The MPhA was given the task of writing the initial draft of the law's regulations. But the process stalled when the association's members voted down the first version in 2008. A second attempt was passed in 2010. Since then, the province has been reworking them with the input of the association. And the effort continues.
A government spokeswoman said the province hopes the process will be done by the end of the year. Complicating things further is that the province's pharmacists — the MPhA is the profession's regulatory body — get to vote on the final draft.
"We are hopeful the regulations will be finalized by the end of the year, but again government is dependent upon the profession at this point," the government spokeswoman said in an email.
Already, though, some 135 Manitoba pharmacists have been trained to perform immunizations and vaccinations. And all new graduates of the University of Manitoba's faculty of pharmacy will also be qualified to give their future clients a needle, since it's become part of their training.
Thanh Nguyen, who operates a pharmacy on Lorimer Boulevard, is already advertising that he will perform vaccinations — once he gets the regulatory go-ahead.
Nguyen said his profession is changing. A new generation of pharmacists see themselves as more than mere pill-pushers and advisers on how to take medications.
"It's nice to do something a little bit more involved with patient care," he said.

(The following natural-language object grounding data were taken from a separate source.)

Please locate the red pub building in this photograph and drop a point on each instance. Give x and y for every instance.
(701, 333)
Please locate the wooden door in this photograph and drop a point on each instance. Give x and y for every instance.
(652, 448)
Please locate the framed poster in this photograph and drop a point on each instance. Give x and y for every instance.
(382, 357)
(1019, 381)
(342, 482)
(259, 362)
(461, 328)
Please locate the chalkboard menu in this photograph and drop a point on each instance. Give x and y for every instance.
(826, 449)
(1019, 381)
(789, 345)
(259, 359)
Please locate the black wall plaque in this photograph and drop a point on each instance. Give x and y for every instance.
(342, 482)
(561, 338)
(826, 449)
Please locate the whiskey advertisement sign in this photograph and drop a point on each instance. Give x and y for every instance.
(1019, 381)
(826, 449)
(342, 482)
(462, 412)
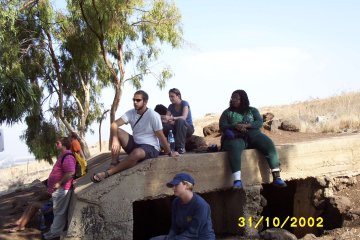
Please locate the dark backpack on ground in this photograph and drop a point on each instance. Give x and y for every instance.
(77, 166)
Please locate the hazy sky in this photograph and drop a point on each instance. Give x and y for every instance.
(280, 52)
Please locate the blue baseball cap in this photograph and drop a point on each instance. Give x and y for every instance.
(180, 177)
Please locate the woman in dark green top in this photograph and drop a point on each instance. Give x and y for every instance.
(240, 129)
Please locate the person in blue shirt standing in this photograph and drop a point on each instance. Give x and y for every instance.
(190, 214)
(178, 119)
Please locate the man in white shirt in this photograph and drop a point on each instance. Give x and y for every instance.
(143, 144)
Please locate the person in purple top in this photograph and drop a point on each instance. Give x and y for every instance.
(178, 119)
(59, 186)
(190, 213)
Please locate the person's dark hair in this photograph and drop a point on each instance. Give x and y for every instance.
(73, 135)
(176, 92)
(66, 142)
(244, 101)
(144, 95)
(160, 109)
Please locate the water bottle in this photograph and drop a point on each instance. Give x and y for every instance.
(171, 140)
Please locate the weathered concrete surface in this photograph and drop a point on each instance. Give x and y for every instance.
(104, 210)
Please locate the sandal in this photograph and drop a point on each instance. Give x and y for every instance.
(113, 164)
(98, 179)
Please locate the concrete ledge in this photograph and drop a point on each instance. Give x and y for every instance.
(104, 210)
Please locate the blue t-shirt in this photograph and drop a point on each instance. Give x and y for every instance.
(175, 113)
(191, 220)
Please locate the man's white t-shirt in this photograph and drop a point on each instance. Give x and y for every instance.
(144, 131)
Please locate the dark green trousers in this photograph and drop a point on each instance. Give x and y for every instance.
(258, 141)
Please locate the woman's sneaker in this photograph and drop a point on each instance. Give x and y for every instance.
(237, 184)
(278, 182)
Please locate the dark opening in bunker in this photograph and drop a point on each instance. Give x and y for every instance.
(153, 217)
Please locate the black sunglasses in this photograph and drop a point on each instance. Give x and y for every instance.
(137, 100)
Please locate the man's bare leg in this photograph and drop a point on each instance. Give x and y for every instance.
(123, 137)
(131, 160)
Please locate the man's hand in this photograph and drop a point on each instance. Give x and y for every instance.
(241, 127)
(115, 147)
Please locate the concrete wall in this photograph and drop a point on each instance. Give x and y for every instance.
(104, 210)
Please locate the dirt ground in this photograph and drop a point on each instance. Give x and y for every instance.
(12, 205)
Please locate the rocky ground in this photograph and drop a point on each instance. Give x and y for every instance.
(13, 204)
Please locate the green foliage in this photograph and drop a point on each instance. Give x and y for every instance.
(40, 137)
(53, 65)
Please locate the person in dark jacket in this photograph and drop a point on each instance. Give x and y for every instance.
(190, 214)
(240, 129)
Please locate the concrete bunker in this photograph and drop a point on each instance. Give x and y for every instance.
(152, 217)
(116, 203)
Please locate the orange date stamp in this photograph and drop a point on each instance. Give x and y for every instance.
(294, 222)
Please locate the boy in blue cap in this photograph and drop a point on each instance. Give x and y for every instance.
(190, 214)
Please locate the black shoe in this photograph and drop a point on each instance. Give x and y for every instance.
(181, 150)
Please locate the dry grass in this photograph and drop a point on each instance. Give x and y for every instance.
(339, 113)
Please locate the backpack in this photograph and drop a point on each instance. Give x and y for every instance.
(80, 167)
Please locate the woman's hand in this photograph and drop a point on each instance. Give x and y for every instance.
(115, 147)
(241, 127)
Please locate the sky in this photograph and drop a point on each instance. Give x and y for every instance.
(279, 52)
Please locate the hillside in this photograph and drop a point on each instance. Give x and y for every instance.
(342, 117)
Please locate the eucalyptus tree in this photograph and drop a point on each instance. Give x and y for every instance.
(129, 34)
(47, 77)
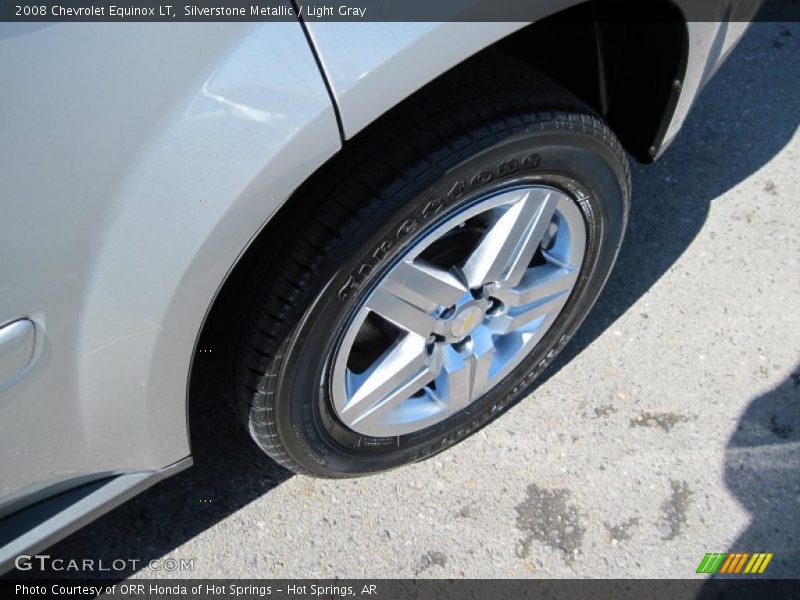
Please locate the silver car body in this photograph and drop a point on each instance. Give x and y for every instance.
(137, 163)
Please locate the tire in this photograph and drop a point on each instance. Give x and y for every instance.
(422, 166)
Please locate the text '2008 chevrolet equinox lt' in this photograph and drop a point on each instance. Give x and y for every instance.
(376, 235)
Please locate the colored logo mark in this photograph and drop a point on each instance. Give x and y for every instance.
(734, 562)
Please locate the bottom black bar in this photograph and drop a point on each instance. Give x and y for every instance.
(385, 589)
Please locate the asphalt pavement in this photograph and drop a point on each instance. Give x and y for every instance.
(669, 428)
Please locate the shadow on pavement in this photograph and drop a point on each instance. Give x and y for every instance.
(762, 470)
(744, 118)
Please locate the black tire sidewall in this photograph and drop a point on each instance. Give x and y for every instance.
(576, 161)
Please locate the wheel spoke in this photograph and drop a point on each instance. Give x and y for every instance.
(538, 283)
(424, 286)
(412, 292)
(507, 247)
(528, 316)
(464, 377)
(397, 375)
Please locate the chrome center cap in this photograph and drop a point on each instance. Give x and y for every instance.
(466, 321)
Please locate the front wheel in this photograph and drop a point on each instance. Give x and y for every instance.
(423, 280)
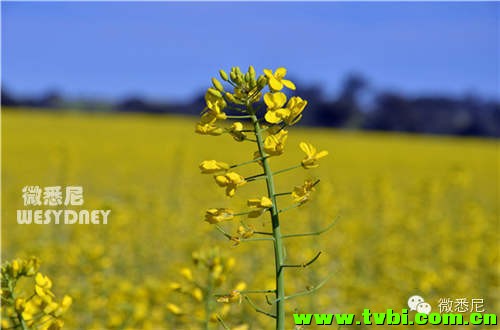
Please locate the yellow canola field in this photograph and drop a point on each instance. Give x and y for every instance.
(416, 215)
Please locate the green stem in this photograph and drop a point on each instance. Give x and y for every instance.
(11, 285)
(278, 243)
(208, 301)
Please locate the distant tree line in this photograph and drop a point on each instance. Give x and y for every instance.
(356, 106)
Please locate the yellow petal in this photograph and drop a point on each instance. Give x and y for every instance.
(280, 73)
(288, 84)
(272, 118)
(275, 84)
(321, 154)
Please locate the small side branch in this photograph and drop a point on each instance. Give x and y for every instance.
(221, 321)
(303, 265)
(309, 290)
(257, 309)
(314, 233)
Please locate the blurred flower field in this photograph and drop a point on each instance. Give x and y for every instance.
(416, 215)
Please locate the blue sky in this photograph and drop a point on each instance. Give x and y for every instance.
(169, 50)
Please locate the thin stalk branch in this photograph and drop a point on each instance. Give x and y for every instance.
(221, 321)
(290, 207)
(287, 169)
(283, 194)
(257, 309)
(309, 291)
(239, 117)
(263, 233)
(303, 265)
(314, 233)
(257, 291)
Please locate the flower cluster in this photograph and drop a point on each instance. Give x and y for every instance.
(281, 112)
(262, 116)
(39, 310)
(198, 285)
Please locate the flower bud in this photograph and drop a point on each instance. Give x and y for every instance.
(223, 75)
(217, 85)
(230, 97)
(214, 92)
(262, 82)
(251, 71)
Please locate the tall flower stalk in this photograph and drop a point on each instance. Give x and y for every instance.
(260, 113)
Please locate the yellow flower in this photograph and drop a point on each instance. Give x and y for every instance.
(174, 286)
(215, 102)
(231, 181)
(274, 144)
(275, 111)
(245, 232)
(260, 205)
(236, 131)
(51, 307)
(276, 80)
(295, 107)
(197, 294)
(217, 215)
(43, 281)
(19, 304)
(301, 194)
(208, 129)
(187, 273)
(233, 296)
(174, 309)
(212, 166)
(311, 155)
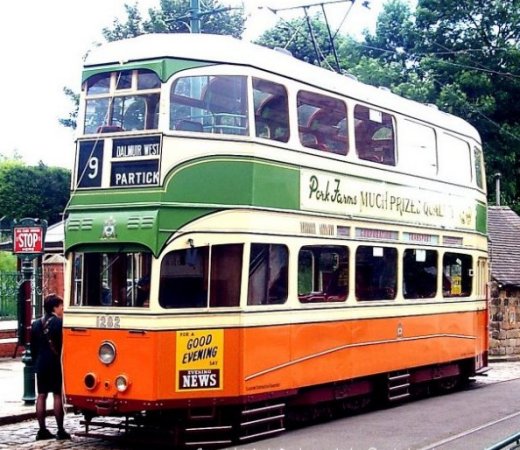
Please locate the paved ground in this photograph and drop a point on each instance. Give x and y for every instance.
(18, 427)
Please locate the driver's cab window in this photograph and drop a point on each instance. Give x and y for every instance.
(111, 279)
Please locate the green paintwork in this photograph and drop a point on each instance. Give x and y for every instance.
(149, 217)
(235, 181)
(164, 68)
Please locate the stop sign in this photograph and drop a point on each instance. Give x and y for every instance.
(27, 240)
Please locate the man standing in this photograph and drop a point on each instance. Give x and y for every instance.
(46, 343)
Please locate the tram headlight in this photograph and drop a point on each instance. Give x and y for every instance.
(122, 383)
(107, 352)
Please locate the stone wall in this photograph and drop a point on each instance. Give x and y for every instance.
(504, 320)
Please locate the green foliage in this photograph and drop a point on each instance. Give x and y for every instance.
(33, 191)
(7, 262)
(173, 16)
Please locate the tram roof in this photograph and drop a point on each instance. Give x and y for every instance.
(228, 50)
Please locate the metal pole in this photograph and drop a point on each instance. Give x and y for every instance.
(195, 16)
(29, 394)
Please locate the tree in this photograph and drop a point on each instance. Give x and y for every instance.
(462, 56)
(33, 191)
(173, 16)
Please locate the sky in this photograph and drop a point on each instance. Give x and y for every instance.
(43, 44)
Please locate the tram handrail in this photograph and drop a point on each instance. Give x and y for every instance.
(514, 438)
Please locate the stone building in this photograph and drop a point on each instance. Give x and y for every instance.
(504, 302)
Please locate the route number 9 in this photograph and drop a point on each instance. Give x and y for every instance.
(93, 165)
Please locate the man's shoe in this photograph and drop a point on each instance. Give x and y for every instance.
(44, 434)
(62, 435)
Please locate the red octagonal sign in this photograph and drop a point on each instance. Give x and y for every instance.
(28, 239)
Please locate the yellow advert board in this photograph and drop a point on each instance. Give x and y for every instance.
(200, 360)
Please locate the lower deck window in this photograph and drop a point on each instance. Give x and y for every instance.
(111, 279)
(200, 277)
(376, 273)
(419, 273)
(322, 274)
(268, 274)
(457, 275)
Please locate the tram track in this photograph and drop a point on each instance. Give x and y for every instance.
(471, 431)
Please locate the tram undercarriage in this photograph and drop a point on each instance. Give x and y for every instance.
(218, 425)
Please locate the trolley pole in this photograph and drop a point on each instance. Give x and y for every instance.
(28, 243)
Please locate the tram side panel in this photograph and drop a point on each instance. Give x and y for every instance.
(325, 352)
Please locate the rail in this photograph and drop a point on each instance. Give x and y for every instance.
(513, 439)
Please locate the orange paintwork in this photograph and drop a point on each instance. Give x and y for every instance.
(263, 359)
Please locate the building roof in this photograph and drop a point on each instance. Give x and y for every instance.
(504, 236)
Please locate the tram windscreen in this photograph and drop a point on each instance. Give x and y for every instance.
(111, 279)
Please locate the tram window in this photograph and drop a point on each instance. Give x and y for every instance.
(129, 112)
(210, 104)
(107, 112)
(376, 273)
(226, 273)
(322, 274)
(124, 80)
(419, 273)
(110, 279)
(184, 277)
(147, 80)
(454, 159)
(457, 275)
(322, 122)
(99, 84)
(417, 148)
(271, 110)
(268, 274)
(375, 135)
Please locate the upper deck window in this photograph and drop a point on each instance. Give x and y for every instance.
(115, 102)
(417, 148)
(210, 104)
(375, 135)
(271, 110)
(454, 159)
(322, 122)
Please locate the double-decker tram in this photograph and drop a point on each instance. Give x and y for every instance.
(252, 240)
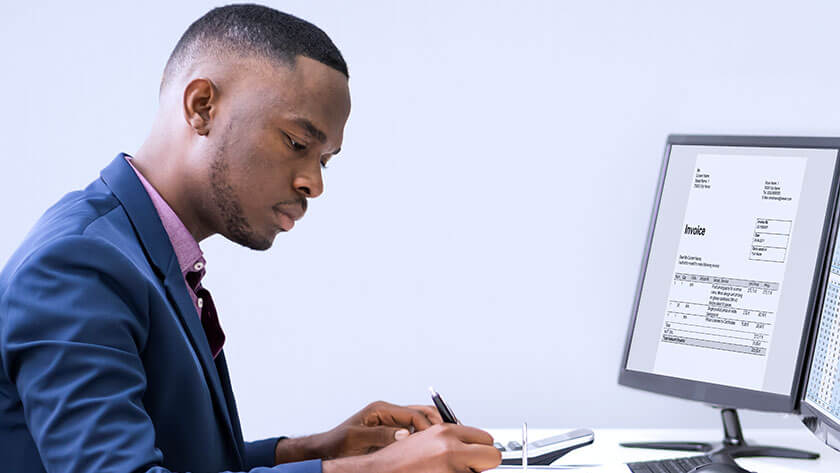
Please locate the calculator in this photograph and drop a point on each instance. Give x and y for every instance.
(545, 451)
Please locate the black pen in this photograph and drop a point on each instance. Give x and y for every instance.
(445, 412)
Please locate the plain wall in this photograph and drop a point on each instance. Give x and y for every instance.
(483, 226)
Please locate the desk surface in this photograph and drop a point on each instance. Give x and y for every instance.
(606, 449)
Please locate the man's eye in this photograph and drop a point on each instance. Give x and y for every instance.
(297, 146)
(294, 144)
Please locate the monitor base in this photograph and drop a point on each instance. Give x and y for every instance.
(733, 444)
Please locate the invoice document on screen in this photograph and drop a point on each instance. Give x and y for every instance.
(729, 270)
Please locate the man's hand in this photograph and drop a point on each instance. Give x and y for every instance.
(374, 427)
(444, 448)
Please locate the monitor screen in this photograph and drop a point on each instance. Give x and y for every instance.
(737, 238)
(823, 386)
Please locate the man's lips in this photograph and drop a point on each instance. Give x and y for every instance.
(286, 216)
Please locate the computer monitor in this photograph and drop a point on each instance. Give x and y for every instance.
(821, 400)
(730, 274)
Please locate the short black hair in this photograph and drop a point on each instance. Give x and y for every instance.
(244, 29)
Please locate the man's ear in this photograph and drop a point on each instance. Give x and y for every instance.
(200, 104)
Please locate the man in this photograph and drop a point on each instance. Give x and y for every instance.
(111, 347)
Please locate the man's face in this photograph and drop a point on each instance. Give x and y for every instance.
(275, 129)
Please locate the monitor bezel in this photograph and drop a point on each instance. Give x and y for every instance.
(716, 394)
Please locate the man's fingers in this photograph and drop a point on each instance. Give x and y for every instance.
(381, 436)
(430, 412)
(472, 435)
(398, 416)
(481, 457)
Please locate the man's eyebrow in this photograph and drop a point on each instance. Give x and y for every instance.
(311, 129)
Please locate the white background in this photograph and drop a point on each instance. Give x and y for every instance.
(482, 229)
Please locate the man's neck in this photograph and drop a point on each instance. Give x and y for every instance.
(163, 169)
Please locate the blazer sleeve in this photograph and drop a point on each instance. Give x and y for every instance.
(72, 327)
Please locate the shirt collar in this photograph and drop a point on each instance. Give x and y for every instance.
(189, 254)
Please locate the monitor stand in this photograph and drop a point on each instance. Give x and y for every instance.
(733, 444)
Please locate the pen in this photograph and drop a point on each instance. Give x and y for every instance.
(445, 412)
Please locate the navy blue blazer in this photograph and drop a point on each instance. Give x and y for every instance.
(105, 366)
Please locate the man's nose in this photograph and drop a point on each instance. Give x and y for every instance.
(309, 184)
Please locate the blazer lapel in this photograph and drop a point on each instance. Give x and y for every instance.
(123, 182)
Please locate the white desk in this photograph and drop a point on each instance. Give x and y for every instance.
(606, 449)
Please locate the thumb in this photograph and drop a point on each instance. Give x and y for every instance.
(382, 436)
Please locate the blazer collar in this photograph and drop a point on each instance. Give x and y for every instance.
(128, 189)
(126, 186)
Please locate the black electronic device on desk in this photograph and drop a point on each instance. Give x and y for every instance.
(547, 450)
(731, 277)
(539, 452)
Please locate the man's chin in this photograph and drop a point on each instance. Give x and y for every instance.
(251, 240)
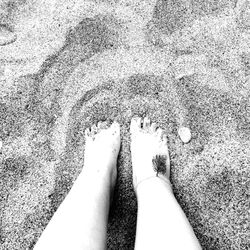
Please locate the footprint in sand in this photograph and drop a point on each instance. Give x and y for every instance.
(7, 36)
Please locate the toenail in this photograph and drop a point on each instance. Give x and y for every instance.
(159, 164)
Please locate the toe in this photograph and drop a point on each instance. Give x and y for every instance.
(116, 127)
(159, 132)
(164, 138)
(146, 122)
(135, 124)
(153, 127)
(87, 132)
(102, 124)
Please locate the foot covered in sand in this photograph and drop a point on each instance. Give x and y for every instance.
(101, 151)
(149, 151)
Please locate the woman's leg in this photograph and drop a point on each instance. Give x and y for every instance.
(81, 220)
(161, 223)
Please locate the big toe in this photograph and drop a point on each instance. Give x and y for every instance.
(135, 124)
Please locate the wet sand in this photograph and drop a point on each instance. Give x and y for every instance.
(183, 73)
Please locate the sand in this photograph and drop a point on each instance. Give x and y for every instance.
(192, 71)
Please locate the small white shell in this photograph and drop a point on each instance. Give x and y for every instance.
(6, 35)
(185, 134)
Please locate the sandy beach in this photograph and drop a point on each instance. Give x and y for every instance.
(73, 63)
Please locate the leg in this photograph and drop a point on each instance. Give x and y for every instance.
(81, 220)
(161, 223)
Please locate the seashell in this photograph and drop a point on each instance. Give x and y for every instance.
(185, 134)
(7, 36)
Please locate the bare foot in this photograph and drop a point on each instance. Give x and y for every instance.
(101, 151)
(149, 151)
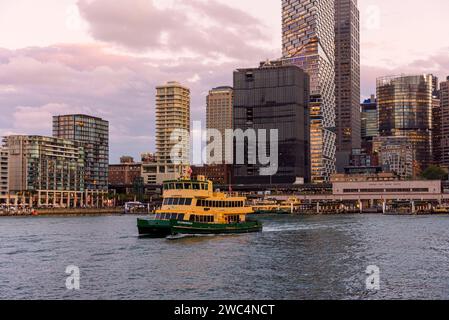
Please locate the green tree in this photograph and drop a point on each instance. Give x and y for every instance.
(435, 173)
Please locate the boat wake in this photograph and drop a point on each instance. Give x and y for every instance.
(290, 227)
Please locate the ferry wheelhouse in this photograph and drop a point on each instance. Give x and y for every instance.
(192, 207)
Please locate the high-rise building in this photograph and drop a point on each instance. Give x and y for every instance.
(172, 131)
(3, 174)
(436, 130)
(444, 106)
(46, 171)
(347, 79)
(405, 109)
(219, 117)
(308, 36)
(93, 133)
(397, 155)
(370, 123)
(273, 97)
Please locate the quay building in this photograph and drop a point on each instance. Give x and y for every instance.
(46, 172)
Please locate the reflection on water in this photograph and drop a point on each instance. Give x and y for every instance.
(318, 257)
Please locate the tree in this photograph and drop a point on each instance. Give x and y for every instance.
(435, 173)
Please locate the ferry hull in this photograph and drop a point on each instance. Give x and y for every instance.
(204, 229)
(164, 228)
(154, 228)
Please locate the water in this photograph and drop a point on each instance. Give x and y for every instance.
(320, 257)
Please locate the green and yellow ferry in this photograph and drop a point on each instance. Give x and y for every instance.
(192, 207)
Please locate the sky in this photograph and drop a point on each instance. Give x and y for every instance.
(105, 57)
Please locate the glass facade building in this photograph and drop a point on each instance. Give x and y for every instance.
(3, 173)
(93, 133)
(273, 97)
(347, 79)
(405, 109)
(38, 163)
(308, 37)
(444, 123)
(219, 116)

Nguyen and other pharmacists see a role for themselves in carrying a heavier load in an increasingly burdened health-care system. "A lot of doctors are overworked at the moment," he said.
During the H1N1 pandemic in 2009, pharmacists could have helped reduce the long lineups across the city for a flu shot, if they had been trained and allowed to provide them.
At the same time, people in rural areas with fewer health-care alternatives might also benefit from having their local pharmacist able to administer a vaccine, said the MPA's Guse.
He said pharmacists in Alberta and British Columbia are already performing immunizations, while their colleagues in Ontario have just received the go-ahead.